Beyond climate risk (the ‘E’ in ESG), a McKinsey report found that diverse governance can also be an indicator of financial viability on top of being socially conscious. “When companies commit themselves to diverse leadership,” the 2015 “Why diversity matters” report states, “they are more successful,” because companies “are better able to win top talent and improve their customer orientation, employee satisfaction, and decision making, and all that leads to a virtuous cycle of increasing returns.”
In 2018, de Blasio, Stringer, and others announced a commitment to divest $4 billion of the city’s pension funds from the fossil fuel industry and reinvest the money into climate change solutions. This March, de Blasio upped the ante, promising to invest $6 billion of the funds into “climate change solutions such as wind, solar power, energy efficient technologies.”

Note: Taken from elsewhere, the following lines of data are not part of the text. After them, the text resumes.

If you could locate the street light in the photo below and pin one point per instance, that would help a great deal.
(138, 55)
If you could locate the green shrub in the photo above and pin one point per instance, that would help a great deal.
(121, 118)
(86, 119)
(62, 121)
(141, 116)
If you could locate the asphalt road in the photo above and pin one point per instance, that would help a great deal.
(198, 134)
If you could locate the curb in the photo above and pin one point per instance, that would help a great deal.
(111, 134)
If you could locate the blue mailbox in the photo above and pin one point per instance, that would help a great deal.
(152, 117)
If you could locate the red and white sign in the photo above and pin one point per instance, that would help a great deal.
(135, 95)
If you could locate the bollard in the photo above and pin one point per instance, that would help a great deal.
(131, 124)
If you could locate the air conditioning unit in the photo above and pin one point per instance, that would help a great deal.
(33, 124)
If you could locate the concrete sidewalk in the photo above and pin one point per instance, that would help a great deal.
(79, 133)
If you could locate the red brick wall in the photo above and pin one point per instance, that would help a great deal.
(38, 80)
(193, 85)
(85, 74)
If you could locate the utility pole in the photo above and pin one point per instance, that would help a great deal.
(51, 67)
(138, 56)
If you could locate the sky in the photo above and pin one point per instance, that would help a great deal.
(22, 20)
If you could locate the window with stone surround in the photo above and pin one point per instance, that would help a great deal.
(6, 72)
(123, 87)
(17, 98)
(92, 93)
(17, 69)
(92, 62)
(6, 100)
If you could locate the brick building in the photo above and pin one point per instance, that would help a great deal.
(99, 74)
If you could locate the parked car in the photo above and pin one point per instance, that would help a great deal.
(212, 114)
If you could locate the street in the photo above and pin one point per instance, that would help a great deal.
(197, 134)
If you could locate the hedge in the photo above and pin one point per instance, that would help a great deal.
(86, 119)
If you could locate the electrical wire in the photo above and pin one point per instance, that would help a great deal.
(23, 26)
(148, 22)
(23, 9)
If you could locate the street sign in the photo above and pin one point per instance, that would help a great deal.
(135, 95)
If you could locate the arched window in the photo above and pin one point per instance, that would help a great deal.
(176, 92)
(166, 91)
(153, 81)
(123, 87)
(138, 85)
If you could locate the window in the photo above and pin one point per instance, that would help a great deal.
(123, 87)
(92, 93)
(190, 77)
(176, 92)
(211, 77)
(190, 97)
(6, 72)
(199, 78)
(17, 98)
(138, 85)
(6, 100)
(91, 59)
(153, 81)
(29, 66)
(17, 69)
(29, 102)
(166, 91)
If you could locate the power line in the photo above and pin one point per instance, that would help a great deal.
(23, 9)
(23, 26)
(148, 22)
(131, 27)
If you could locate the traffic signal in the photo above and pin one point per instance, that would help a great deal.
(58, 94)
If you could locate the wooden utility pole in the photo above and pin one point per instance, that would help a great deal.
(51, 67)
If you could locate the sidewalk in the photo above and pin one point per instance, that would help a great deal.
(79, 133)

De Blasio said in a press release that the goal of New York’s divestment is “to change the paradigm for public pension plans and set a new standard for how asset owners, such as pension funds, can use their substantial investments to both do well for our beneficiaries and do good for the planet.”
“Divestment is a critical part of our strategy to fight climate change while insulating our pension funds,” said de Blasio of the commitment, adding, “we must take action now to protect our portfolios as well as our planet for future generations.”
Stringer said similarly, including about how “investing in climate change solutions is in the fiduciary interest of our beneficiaries and together we’re leading the charge to build a cleaner and greener future for all.”
So far, Stringer and de Blasio have worked with three of the city’s five pension funds to make the fossil fuel company divestment commitment, while the fire and police pension funds are more weary about making financial decisions based on additional concerns. The next comptroller and mayor will decide whether or how to approach getting those two funds on board, among other potential goals and tactics.
Lander, who introduced a resolution at City Council in April 2020 calling for banks and asset managers that the city does business with to stop investing in the fossil fuel industry, told HuffPost, “If we’re going to have any chance at actually bending the curve on CO2 emissions, we have to confront the capital that is driving it at its scale.”
As Brooklyn borough president and therefore a trustee of the largest of the retirement funds, Eric Adams, likely New York’s next mayor, has consistently voted in favor of the city’s fossil fuel divestment initiatives. “As a trustee of the New York City Employees' Retirement System,” Adams said after he voted to divest in 2018, “I am proud to help advance an increased investment in the climate change solutions of today and tomorrow. Sustainable investments are good for our environmental and fiscal health of our city. In fact, going green will earn us green.”
If both are elected in November, Lander and Adams would work closely on pension initiatives, including, potentially, to implement Lander’s responsible fiduciary investing plan. The two have historically seen eye-to-eye in this area, but it remains to be seen whether Adams, who is generally more moderate than Lander, will be on the same page about this overall fiduciary vision.
There’s another, smaller but still significant place Lander, if victorious, will be able to potentially influence pension fund investment. The comptroller can utilize the current 2% of pension assets allocated to “economically targeted investments” (ETIs), which Lander suggests using to continue investment into affordable housing preservation and construction, allocating $10-$15 million to finance solar installations and retrofit buildings for increased efficiency, and providing start-up money for minority- and women-owned business enterprises (M/WBEs).